When I was able-bodied, I didn’t realize all the terrible things that happen to disabled people going to shows. A lot of people don’t realize that it’s much more complicated for me to book a ticket to a concert than for an able-bodied person. I have to wait for a different time when the venue’s disability office opens. So all my able-bodied friends will buy tickets, and then I’ll have to wait, not knowing whether I’ll be let in. I then have to disclose really private, personal health information to the venue in order to access the concert. It’s sort of dehumanizing that the only way I can access things that other people take for granted is through a ton of other barriers that people don’t even know about. I’ve been to shows before and had security guards tell me, “People like you don’t belong here. Why are you here?”

Then there are the extra costs which no one would consider. I have to book a hotel in London because my body will undergo a major impact; without a hotel, I would not be able to go. When I get to London, travel across the city is very difficult. Public transport is not really an option. Only one-third of tube stations are accessible, and buses favor pushchairs; you can sit through two or three buses before finding one that will take you. So I have to get taxis everywhere, which is a further expense.

Before, I used to be at shows before everyone else. I’d be one of the people at the front door, waiting in the queue right at the start. I’d always go with lots of friends, and we’d make a day of it. Now there’s a lot more organization needed. Any time I go to a concert, I know it’s going to make my physical function worse for, well, I don’t know how long. It might be a week, it might be a month, but despite the physical toll, I need to occasionally do these things for my mental health.

I’ll rest before I go to a concert. I’ll go to the concert. Usually, they tell me I have to be there early. Some of the venues weren’t built to accommodate people like me, and unfortunately, often, the disabled areas are on the side or somewhere out of the way. One thing a lot of people don’t appreciate is that I’ll go to a concert with a group of friends, but get taken off to a special disabled area, away from all my friends. There are so many things. Using the toilet requires a lot of planning because there’s not always enough staff to help get you there. And sometimes, the staff that is there is not properly trained and they get impatient or frustrated.

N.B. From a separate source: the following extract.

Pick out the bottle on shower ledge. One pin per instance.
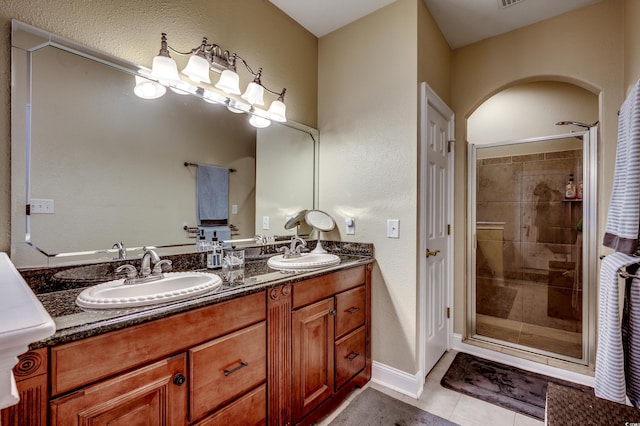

With the AWMH show, I didn’t have to think about any of that.

We all got to see it in our homes, and we all got to experience the exact same concert. Everyone was as important as everyone else in that audience, and that’s a huge deal for people that are marginalized. Music is huge for a lot of people; it’s what keeps you going in life. For many people, it becomes a reason for “being” in a lot of ways, and it becomes an expression of you as a person. So to be able to access that is really powerful and very important.

The whole reason I wrote to Metallica in the first place was because I really hope that after the pandemic, we see better access for people in general. It’s not just about people with disabilities; it’s about people who wouldn’t be able to afford the kind of money you need to go to these concerts. There are people in other countries that can’t travel to come to you. All those things! And we should, as human beings, be helping each other. The AWMH concert was a way to do all of that, and I hope we have seen the birth of a very important way of including disabled fans like myself at live events.